Esteban stepped inside the cell and paused. Which one first? But he was not one to agonize over a decision, and he stepped over the girl's body and strode up to the bloody form of the FBI agent. He in particular deserved to die.But of course, Esteban thought, smiling wryly, he's already dead, or mostly so. It was going to be a mess, and the sound of the pistol in the confined space would leave his ears ringing. He ran through the steps he'd have to follow as he reloaded the magazine. He'd have to bury his own clothes with the bodies and guns — no problems there. Blood was impossible to eradicate these days, what with the powerful chemical tools now at the disposal of crime — scene investigators; but the cellar room itself could be walled up with nothing to show it had ever existed. All the bodies could go in here. Perhaps in the coming days there would be people snooping around here, looking for the FBI agent. He may have even told someone where he was going. But there was no clue he had ever arrived: no car, no boat, nothing.

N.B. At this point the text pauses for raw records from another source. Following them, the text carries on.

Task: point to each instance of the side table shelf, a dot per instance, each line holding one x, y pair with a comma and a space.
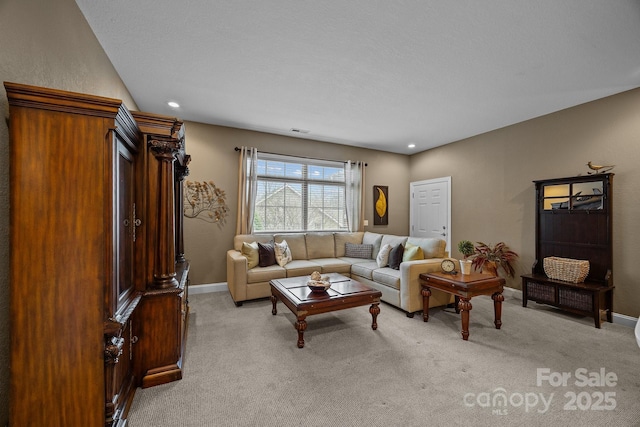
587, 299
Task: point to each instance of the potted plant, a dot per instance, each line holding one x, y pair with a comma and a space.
466, 248
490, 258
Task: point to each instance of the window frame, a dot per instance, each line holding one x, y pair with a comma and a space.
304, 181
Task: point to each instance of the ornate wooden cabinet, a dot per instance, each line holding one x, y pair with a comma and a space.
97, 298
164, 306
573, 220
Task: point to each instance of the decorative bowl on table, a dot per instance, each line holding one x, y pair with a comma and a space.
317, 283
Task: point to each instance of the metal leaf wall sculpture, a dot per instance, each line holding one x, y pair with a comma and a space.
205, 201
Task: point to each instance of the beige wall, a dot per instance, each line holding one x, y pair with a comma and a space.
214, 159
43, 43
492, 174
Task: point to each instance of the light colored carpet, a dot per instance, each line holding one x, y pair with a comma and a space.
243, 369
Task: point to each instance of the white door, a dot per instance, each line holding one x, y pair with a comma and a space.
430, 212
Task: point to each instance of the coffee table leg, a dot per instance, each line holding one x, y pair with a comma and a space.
465, 307
497, 308
301, 326
374, 310
426, 293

He slapped the magazine in, racked a round into the chamber, and raised the gun with one hand, the other training the flashlight carefully on the still form.

The blow came from behind, a stunning crack to the back of his head, and then something was on top of him like a monkey, two claw — like hands tearing into his face, one finger snagging the rim of the orbit and then digging into the eye socket, prying at the eyeball itself. He screamed at the explosion of pain, whirling about, trying to fling off his attacker, grappling at it with one hand, the gun in the other hand firing wildly with a tremendous series of booms. The flashlight fell to the ground with a crash and blackness swallowed them.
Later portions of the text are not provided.